Author: Kristine Totzke

Like the majority of students at the University of Waterloo, my relationship with the Federation of Students has been primarily one-sided. Whether we like it or not, we pay our Feds fees each term. This wouldn’t pose a problem if most of us could even articulate how Feds spends the millions of dollars it collects in fees. Further, many could not explain how the Feds’ budget process works.

There is exactly one explanatory article on the Feds website from 2011 on the subject, appropriately titled “Demystifying the FedS budget: Where is your money going?” According to this article, the Feds fees fund the service side of Feds operations. These are things like executive salaries, office equipment, and student-run clubs. This portion of the budget is prepared by a Budget Committee and later approved by Students’ Council. It was on July 28th that the 2013–2014 Feds budget was approved by Students’ Council. That means from the departure of last year’s executives in April 2013 until late July, Feds was operating without a student-approved budget. Furthermore, out of the 17 faculty Student Council members, only 4 of them were in attendance at this meeting with the VP of Operations and Finance to approve the budget.

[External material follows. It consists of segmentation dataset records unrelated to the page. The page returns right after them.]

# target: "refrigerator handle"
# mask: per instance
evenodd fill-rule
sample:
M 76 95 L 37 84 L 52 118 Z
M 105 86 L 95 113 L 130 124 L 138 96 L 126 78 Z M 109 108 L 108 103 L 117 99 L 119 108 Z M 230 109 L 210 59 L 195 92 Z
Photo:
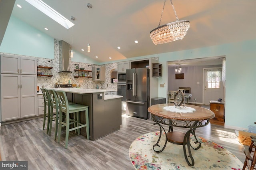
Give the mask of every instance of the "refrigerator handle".
M 137 79 L 137 75 L 136 74 L 136 73 L 134 73 L 134 83 L 133 84 L 134 86 L 133 89 L 134 89 L 134 96 L 137 96 L 137 81 L 136 81 Z
M 134 96 L 134 73 L 132 73 L 132 95 Z

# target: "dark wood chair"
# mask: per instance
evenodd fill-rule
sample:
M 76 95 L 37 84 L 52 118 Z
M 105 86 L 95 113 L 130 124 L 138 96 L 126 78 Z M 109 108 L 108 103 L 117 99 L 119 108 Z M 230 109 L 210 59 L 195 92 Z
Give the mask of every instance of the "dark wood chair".
M 244 163 L 243 170 L 245 169 L 246 167 L 248 167 L 250 170 L 256 169 L 255 167 L 256 162 L 256 136 L 251 136 L 252 142 L 250 146 L 244 145 L 244 152 L 245 154 L 245 160 Z

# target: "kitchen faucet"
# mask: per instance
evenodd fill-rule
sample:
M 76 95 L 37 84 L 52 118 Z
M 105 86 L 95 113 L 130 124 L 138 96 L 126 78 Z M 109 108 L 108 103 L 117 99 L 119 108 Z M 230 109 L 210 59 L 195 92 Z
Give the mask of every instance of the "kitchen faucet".
M 88 89 L 88 84 L 89 84 L 89 83 L 92 83 L 92 87 L 93 87 L 93 85 L 94 85 L 92 81 L 88 81 L 88 82 L 86 84 L 86 87 L 87 89 Z

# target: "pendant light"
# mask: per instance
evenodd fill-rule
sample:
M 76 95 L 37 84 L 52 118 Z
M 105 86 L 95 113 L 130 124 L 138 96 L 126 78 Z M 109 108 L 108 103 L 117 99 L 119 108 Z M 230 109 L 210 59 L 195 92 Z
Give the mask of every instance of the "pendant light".
M 88 3 L 88 4 L 87 4 L 87 7 L 88 7 L 88 8 L 89 9 L 88 15 L 88 28 L 89 28 L 88 32 L 90 33 L 90 9 L 91 9 L 92 8 L 92 5 L 91 4 Z M 88 41 L 89 41 L 89 34 L 88 34 Z M 87 52 L 90 53 L 90 44 L 88 43 L 88 44 L 87 44 Z
M 76 18 L 74 16 L 70 17 L 71 20 L 74 21 Z M 73 58 L 73 27 L 71 28 L 71 51 L 70 51 L 70 57 Z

Another glaring problem with this process is that the budget is approved during the spring term when the enrolment rate of students is cut in half compared to the fall and winter terms. This very may well account for the small number of Students’ Council members at these budget meetings. And for us students that are not part of Students’ Council, our ability to attend these meetings is crucial as it is the only means we have to voice our opinions about the budget. The lack of dialogue from Feds and Students’ Council to make students aware of these meetings, and how they can participate, compound these problems.

Natasha Pozega, the current VP of Operations and Finance, expressed her concerns with the budget procedures calling it “out-dated” and plans to rewrite it this year. These are just some of the issues that the budget process presents. As for the actual budget, the lack of accountability to students rears its head again. The link for the 2012–2013 budget on the Feds website actually downloads a budget from 2 years ago. Hopefully this September we will get to see a current budget. And hopefully we students will play an integral role in the creation of the next one. It is after all for us.

This article appeared in Volume 1, Issue 1 of The Chevron on 5 September 2013.